La ausencia de una regulación específica ha generado incertidumbre, criterios discrecionales, sanciones desproporcionadas y conflictos innecesarios entre autoridades, comunidades y quienes sostienen estos espacios con enorme esfuerzo.

Por ello, desde la Comisión de Bienestar Animal del Congreso de la Ciudad de México, impulsamos una iniciativa que considero fundamental: regular los albergues de animales desde un enfoque preventivo, proporcional y de corresponsabilidad social. No para criminalizar, sino para reconocer, ordenar y fortalecer.

Regular no es castigar.

Uno de los principales temores que escuchamos de rescatistas y asociaciones es claro: “regular” suele asociarse con multas, clausuras o cargas imposibles de cumplir. Esta iniciativa parte justamente del principio contrario.

Regular significa dar reglas claras, distinguir realidades distintas y acompañar, no perseguir. No es lo mismo un albergue comunitario con diez animales que una asociación con instalaciones de gran escala. Pretender tratarlos igual es profundamente injusto y técnicamente incorrecto.

Por eso, la propuesta incorpora el principio de proporcionalidad regulatoria, para que las obligaciones se ajusten a la capacidad real de cada albergue, evitando exigencias onerosas, trámites excesivos o requisitos pensados para actividades mercantiles. 

Un modelo preventivo y humano

La iniciativa propone adicionar un capítulo específico a la Ley de Bienestar Animal de la Ciudad de México, donde se establecen, por primera vez, definiciones claras, estándares mínimos verificables y un modelo de supervisión preventiva.

Entre los ejes centrales se encuentran:

• El reconocimiento legal de los albergues de animales como actividad de interés público.

• La creación de un Padrón de Albergues, con fines de planeación, apoyo y coordinación, no fiscales ni mercantiles.

• La incorporación de los dominios del bienestar animal como estándar mínimo de operación.

• Un esquema de supervisión orientada a la mejora continua, antes que a la sanción.

• Mecanismos de mediación comunitaria, para prevenir y resolver conflictos vecinales.

• Programas de capacitación, asistencia técnica y fortalecimiento institucional.

Certeza jurídica para quienes cuidan

Legislar en esta materia también implica un acto de justicia. Durante años, rescatistas y asociaciones han operado en un terreno de ambigüedad legal, expuestos a interpretaciones discrecionales y a normas pensadas para otros fines. Eso vulnera el principio de seguridad jurídica y desalienta la participación ciudadana.

Con reglas claras, diferenciadas y conocidas, las personas responsables de albergues podrán saber con certeza qué se espera de ellas, cómo cumplir y a quién acudir para recibir apoyo. El Estado, por su parte, contará con información confiable para diseñar mejores políticas públicas.

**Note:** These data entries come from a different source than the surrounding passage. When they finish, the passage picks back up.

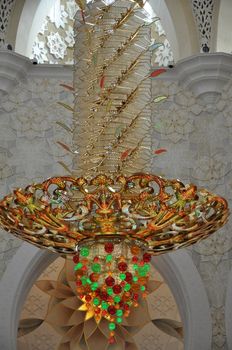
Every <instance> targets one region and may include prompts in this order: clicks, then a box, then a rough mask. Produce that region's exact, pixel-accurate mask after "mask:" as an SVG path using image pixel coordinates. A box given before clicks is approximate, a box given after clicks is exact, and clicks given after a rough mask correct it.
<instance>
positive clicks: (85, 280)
mask: <svg viewBox="0 0 232 350" xmlns="http://www.w3.org/2000/svg"><path fill="white" fill-rule="evenodd" d="M81 282H82V284H83V286H85V285H86V284H87V277H86V276H82V277H81Z"/></svg>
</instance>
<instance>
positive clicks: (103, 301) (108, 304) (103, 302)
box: [101, 301, 109, 310]
mask: <svg viewBox="0 0 232 350" xmlns="http://www.w3.org/2000/svg"><path fill="white" fill-rule="evenodd" d="M101 307H102V310H107V309H108V307H109V304H108V303H106V302H105V301H103V302H102V304H101Z"/></svg>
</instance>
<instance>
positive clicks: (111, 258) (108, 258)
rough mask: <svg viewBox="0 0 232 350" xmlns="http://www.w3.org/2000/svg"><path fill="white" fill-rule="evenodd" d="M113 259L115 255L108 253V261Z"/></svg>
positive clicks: (106, 255)
mask: <svg viewBox="0 0 232 350" xmlns="http://www.w3.org/2000/svg"><path fill="white" fill-rule="evenodd" d="M112 259H113V256H112V255H111V254H108V255H106V261H107V262H110V261H112Z"/></svg>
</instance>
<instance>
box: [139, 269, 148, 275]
mask: <svg viewBox="0 0 232 350" xmlns="http://www.w3.org/2000/svg"><path fill="white" fill-rule="evenodd" d="M146 275H147V273H146V271H143V270H141V271H139V276H140V277H146Z"/></svg>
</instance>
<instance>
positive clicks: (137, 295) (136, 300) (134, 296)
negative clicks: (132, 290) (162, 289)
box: [133, 293, 139, 301]
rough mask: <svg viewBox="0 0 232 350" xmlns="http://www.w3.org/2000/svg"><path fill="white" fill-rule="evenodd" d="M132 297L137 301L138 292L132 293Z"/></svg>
mask: <svg viewBox="0 0 232 350" xmlns="http://www.w3.org/2000/svg"><path fill="white" fill-rule="evenodd" d="M133 299H134V300H135V301H137V300H138V299H139V294H137V293H135V294H134V295H133Z"/></svg>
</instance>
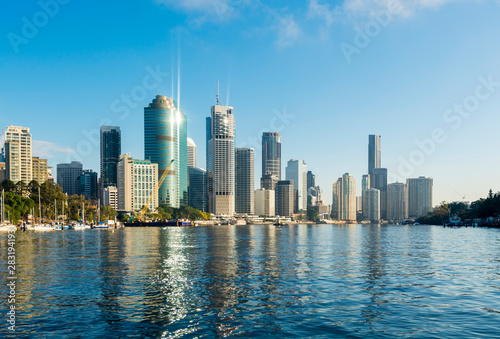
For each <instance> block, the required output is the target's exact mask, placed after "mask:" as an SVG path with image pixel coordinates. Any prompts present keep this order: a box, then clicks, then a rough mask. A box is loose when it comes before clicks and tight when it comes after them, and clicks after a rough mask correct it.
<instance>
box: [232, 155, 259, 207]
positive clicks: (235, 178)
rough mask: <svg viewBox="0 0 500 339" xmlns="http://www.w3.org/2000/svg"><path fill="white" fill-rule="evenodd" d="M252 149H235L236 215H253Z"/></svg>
mask: <svg viewBox="0 0 500 339" xmlns="http://www.w3.org/2000/svg"><path fill="white" fill-rule="evenodd" d="M254 153H255V152H254V149H253V148H237V149H236V156H235V169H236V170H235V173H236V174H235V192H236V197H235V203H236V208H235V210H236V213H246V214H253V213H254V207H255V206H254V205H255V189H254V180H255V175H254V158H255V155H254Z"/></svg>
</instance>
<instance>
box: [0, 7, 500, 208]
mask: <svg viewBox="0 0 500 339" xmlns="http://www.w3.org/2000/svg"><path fill="white" fill-rule="evenodd" d="M499 12H500V3H499V2H498V1H493V0H491V1H488V0H483V1H474V0H470V1H469V0H448V1H446V0H434V1H432V0H412V1H398V0H366V1H361V0H345V1H320V0H314V1H313V0H309V1H294V2H290V1H279V0H278V1H267V2H264V1H247V0H214V1H208V0H184V1H183V0H177V1H173V0H140V1H129V2H123V1H106V2H102V1H99V2H98V1H85V2H83V1H76V0H72V1H71V0H70V1H68V0H59V1H56V0H45V1H43V0H42V1H40V2H38V1H23V2H12V1H11V2H9V4H8V5H5V6H4V11H3V12H2V14H1V16H2V20H0V29H1V32H0V36H1V38H0V60H1V62H0V74H1V75H2V76H1V80H0V127H1V128H2V129H5V128H6V127H7V126H8V125H21V126H27V127H30V128H31V132H32V135H33V139H34V140H35V141H34V151H33V155H35V156H41V157H47V158H48V159H49V165H51V166H54V167H55V166H56V164H57V163H61V162H67V161H71V160H81V161H82V162H83V164H84V167H85V168H91V169H94V170H96V171H98V170H99V146H98V130H99V126H100V124H101V123H103V124H112V125H118V126H120V127H121V129H122V138H123V142H122V152H123V153H125V152H127V153H131V155H132V156H133V157H135V158H142V157H143V156H144V150H143V107H144V106H147V104H148V103H149V102H150V101H151V100H152V98H153V97H154V96H155V95H157V94H164V95H168V96H173V97H174V98H175V99H176V100H177V99H179V100H180V105H181V109H182V110H183V111H184V113H185V114H186V115H187V117H188V134H189V136H190V137H191V138H193V139H194V141H195V143H196V144H197V145H198V165H199V166H200V167H205V145H204V142H205V117H206V116H208V115H209V113H210V106H211V105H213V104H214V103H215V95H216V81H217V80H220V84H221V101H222V102H223V103H227V104H229V105H231V106H233V107H234V108H235V117H236V128H237V139H236V144H237V146H238V147H254V148H256V162H255V169H256V171H255V174H256V185H257V184H258V179H259V178H260V176H261V161H260V159H261V152H260V137H261V135H262V132H263V131H269V130H274V131H278V132H280V133H281V135H282V139H283V145H282V155H283V168H284V167H285V166H286V162H287V161H288V160H289V159H303V160H305V161H306V163H307V165H308V169H310V170H312V171H313V172H315V173H316V175H317V178H318V179H319V183H320V184H321V186H322V188H323V195H324V198H325V200H326V201H327V202H330V201H331V184H332V183H333V182H334V181H336V180H337V178H338V177H340V176H341V175H342V174H343V173H346V172H349V173H351V174H352V175H354V176H355V178H356V180H357V183H358V186H360V185H361V176H362V175H363V174H365V173H366V172H367V166H368V164H367V152H368V151H367V148H368V147H367V143H368V135H369V134H380V135H382V165H383V167H387V168H388V169H389V172H390V173H391V176H390V181H391V182H394V181H396V180H399V181H401V180H404V179H405V178H407V177H418V176H430V177H433V178H434V203H435V204H437V203H439V202H440V201H442V200H447V201H461V200H462V199H463V197H465V200H467V201H473V200H476V199H478V198H480V197H484V196H486V194H487V192H488V190H489V189H490V188H491V189H493V191H495V192H496V191H499V190H500V180H499V179H500V178H499V175H500V174H499V173H500V171H499V170H498V168H499V165H500V161H499V157H500V156H499V153H498V149H499V146H500V141H499V137H498V133H497V129H498V126H499V123H500V115H499V114H498V113H499V111H500V63H499V62H498V60H500V45H499V44H498V37H499V36H500V23H499V21H498V17H499V16H498V14H499ZM54 172H55V171H54ZM54 174H55V173H54ZM358 191H360V188H359V187H358Z"/></svg>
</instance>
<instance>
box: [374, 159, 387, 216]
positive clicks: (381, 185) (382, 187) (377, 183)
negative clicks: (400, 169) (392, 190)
mask: <svg viewBox="0 0 500 339" xmlns="http://www.w3.org/2000/svg"><path fill="white" fill-rule="evenodd" d="M370 181H371V187H372V188H376V189H378V190H379V191H380V218H381V219H384V220H385V219H387V168H374V169H373V170H372V174H371V175H370Z"/></svg>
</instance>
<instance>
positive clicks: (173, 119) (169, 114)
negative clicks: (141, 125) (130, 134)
mask: <svg viewBox="0 0 500 339" xmlns="http://www.w3.org/2000/svg"><path fill="white" fill-rule="evenodd" d="M144 157H145V158H146V160H150V161H151V162H152V163H155V164H158V178H157V179H158V180H159V179H160V177H161V176H162V175H163V173H164V171H165V169H166V168H167V167H168V165H170V163H171V161H172V160H174V162H173V163H172V166H171V167H170V171H169V172H168V175H167V177H166V179H165V180H164V181H163V183H162V185H161V187H160V189H159V190H158V199H159V204H160V205H163V204H165V205H168V206H170V207H174V208H179V207H181V206H184V205H187V203H188V192H187V185H188V173H187V172H188V166H187V119H186V116H185V115H184V113H182V111H180V110H179V107H178V106H177V103H175V102H174V101H173V100H172V99H170V98H168V97H166V96H164V95H157V96H156V98H155V99H153V101H152V102H151V103H150V104H149V105H148V107H145V108H144Z"/></svg>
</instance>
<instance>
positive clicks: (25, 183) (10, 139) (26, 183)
mask: <svg viewBox="0 0 500 339" xmlns="http://www.w3.org/2000/svg"><path fill="white" fill-rule="evenodd" d="M4 149H5V171H6V172H5V173H6V177H7V179H9V180H11V181H13V182H14V183H18V182H19V181H22V182H24V183H25V184H29V182H30V181H31V180H33V168H32V156H31V133H30V129H29V128H27V127H21V126H8V127H7V130H6V131H5V144H4Z"/></svg>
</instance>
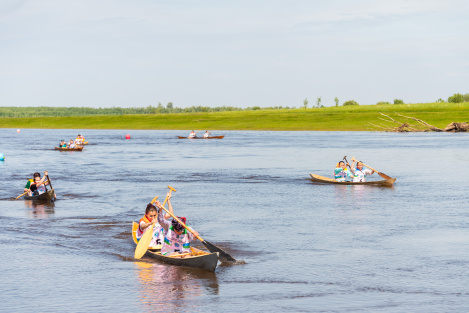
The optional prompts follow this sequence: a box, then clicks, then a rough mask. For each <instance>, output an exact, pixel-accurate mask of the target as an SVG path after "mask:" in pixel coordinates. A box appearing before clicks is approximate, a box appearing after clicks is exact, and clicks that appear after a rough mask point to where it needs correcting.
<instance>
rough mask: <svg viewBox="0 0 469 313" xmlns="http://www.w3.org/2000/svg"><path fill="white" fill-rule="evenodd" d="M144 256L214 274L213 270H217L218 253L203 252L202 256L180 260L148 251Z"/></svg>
mask: <svg viewBox="0 0 469 313" xmlns="http://www.w3.org/2000/svg"><path fill="white" fill-rule="evenodd" d="M193 250H194V251H197V252H199V251H200V252H204V251H202V250H199V249H193ZM145 255H146V256H149V257H150V258H153V259H156V260H158V261H161V262H163V263H167V264H172V265H177V266H185V267H193V268H200V269H203V270H207V271H210V272H215V269H216V268H217V265H218V253H208V252H204V254H203V255H197V256H186V257H184V258H180V257H168V256H164V255H161V252H160V251H155V252H154V251H150V250H148V251H147V253H145Z"/></svg>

Bienestar animal y convivencia urbana

Los albergues también tienen un impacto directo en la vida comunitaria. Manejo sanitario, residuos, ruido o concentración de animales son temas que deben atenderse con responsabilidad y acompañamiento técnico, no con confrontación.

Por ello, la iniciativa privilegia la mediación y la conciliación, reconociendo que la convivencia urbana se construye con diálogo, corresponsabilidad y soluciones institucionales, no con sanciones inmediatas.

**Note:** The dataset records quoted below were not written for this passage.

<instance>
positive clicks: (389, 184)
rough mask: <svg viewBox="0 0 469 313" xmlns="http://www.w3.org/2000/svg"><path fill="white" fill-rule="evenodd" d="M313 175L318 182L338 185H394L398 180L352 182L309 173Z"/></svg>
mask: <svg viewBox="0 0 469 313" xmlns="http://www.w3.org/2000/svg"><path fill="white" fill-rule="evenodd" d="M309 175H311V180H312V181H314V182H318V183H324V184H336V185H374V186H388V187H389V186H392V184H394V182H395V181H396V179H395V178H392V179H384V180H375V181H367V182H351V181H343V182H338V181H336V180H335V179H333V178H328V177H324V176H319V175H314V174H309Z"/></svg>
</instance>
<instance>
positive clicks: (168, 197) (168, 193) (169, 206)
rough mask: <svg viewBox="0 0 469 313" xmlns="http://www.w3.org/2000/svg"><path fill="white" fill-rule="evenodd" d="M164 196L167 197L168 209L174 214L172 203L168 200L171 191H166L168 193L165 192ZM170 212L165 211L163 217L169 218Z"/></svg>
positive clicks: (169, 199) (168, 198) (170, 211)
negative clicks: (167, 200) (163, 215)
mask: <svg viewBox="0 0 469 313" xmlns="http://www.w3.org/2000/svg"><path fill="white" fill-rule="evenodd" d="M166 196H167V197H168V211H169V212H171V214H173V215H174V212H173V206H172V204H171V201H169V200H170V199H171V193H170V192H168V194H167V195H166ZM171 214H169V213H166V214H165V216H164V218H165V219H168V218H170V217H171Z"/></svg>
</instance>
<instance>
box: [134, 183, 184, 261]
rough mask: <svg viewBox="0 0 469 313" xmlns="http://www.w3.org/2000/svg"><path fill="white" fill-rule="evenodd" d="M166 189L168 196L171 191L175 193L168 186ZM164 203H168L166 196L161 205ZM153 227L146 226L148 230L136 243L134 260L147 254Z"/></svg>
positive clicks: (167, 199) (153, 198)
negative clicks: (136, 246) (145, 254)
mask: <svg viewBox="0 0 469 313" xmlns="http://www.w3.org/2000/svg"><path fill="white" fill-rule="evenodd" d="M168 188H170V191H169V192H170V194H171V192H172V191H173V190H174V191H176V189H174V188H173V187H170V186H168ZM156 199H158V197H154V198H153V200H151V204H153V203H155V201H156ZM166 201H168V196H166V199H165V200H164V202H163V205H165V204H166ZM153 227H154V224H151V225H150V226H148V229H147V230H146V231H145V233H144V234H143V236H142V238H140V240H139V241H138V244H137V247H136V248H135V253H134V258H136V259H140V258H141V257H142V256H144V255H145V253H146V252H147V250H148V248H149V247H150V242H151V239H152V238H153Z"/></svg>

Un paso hacia una política pública moderna

Esta reforma no crea nuevas estructuras burocráticas ni implica un impacto presupuestal extraordinario. Se apoya en las atribuciones ya existentes de las autoridades ambientales y de las alcaldías, y propone el uso de plataformas y herramientas administrativas actuales.

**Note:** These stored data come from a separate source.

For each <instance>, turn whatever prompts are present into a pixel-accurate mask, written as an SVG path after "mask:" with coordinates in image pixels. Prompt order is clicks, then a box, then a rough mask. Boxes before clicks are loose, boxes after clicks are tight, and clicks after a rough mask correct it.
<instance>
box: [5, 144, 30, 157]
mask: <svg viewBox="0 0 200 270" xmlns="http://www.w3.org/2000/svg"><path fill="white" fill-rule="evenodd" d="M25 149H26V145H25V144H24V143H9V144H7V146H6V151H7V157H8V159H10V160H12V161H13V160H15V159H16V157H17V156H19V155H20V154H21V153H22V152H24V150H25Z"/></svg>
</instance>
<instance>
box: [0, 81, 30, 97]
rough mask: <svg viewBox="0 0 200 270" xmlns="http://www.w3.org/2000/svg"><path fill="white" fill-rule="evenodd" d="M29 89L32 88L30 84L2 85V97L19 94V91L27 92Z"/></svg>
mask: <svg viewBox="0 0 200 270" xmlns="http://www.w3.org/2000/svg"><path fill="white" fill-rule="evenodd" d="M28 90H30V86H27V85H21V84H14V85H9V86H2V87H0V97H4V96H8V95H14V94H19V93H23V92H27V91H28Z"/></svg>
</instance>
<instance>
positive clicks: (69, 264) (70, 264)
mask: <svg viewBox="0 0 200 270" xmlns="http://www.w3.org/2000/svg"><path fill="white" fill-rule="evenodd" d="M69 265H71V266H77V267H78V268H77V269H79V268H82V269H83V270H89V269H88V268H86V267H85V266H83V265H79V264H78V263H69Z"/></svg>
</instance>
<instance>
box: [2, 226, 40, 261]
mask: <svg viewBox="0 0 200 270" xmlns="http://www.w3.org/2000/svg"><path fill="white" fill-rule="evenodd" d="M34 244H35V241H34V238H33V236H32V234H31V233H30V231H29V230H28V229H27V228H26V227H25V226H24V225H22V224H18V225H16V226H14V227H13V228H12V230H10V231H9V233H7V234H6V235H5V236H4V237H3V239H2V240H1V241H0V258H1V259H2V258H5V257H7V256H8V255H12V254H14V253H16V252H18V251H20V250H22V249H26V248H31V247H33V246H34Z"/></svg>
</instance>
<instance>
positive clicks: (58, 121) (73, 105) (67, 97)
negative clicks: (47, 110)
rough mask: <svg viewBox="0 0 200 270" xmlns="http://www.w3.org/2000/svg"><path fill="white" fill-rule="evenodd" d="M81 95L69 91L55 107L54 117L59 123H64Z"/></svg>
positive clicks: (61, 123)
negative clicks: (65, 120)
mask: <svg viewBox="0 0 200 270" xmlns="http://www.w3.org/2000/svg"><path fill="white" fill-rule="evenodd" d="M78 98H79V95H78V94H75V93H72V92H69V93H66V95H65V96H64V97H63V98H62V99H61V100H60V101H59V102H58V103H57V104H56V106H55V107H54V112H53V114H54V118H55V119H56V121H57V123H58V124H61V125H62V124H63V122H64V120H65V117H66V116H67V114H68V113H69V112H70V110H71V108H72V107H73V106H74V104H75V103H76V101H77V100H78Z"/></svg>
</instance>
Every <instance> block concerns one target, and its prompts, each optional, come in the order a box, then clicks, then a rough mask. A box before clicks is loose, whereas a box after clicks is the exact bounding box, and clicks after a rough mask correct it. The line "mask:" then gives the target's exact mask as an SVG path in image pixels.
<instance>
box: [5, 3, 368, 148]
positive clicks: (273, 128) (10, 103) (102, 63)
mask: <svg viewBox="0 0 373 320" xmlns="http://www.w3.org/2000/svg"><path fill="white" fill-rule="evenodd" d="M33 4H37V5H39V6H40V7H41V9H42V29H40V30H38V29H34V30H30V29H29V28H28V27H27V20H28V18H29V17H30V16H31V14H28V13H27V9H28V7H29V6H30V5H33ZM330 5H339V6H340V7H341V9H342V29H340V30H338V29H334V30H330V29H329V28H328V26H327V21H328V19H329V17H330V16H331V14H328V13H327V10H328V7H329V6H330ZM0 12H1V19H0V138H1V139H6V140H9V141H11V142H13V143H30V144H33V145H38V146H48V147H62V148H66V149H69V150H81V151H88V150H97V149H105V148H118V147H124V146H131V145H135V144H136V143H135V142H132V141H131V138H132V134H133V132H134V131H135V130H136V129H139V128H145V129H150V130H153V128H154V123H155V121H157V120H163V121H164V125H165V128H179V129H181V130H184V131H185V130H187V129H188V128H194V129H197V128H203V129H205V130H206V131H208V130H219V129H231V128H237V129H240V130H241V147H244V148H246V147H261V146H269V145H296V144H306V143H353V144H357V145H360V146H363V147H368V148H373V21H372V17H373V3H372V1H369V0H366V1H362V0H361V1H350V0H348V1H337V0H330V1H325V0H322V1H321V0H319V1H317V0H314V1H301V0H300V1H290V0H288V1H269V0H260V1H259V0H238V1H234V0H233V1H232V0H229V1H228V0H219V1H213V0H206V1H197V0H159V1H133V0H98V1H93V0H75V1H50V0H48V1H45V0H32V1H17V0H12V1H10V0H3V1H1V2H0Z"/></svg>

Se trata de avanzar hacia un modelo de gobernanza colaborativa, donde el Estado reconoce a los albergues como aliados estratégicos en la protección animal, y no como un problema que debe ser controlado.

Proteger a los animales también es proteger a quienes los cuidan

Legislar por el bienestar animal no es sólo hablar de normas, artículos y procedimientos. Es reconocer una realidad social, dignificar una labor profundamente humana y asumir que el cuidado de los animales es una responsabilidad compartida.

Con esta iniciativa, damos un paso firme para saldar una deuda histórica: proteger a los animales, fortaleciendo a quienes, desde la sociedad, ya lo hacen todos los días.

Porque regular no es criminalizar.

Regular es cuidar mejor.

Y cuidar mejor es una obligación ética, social y política.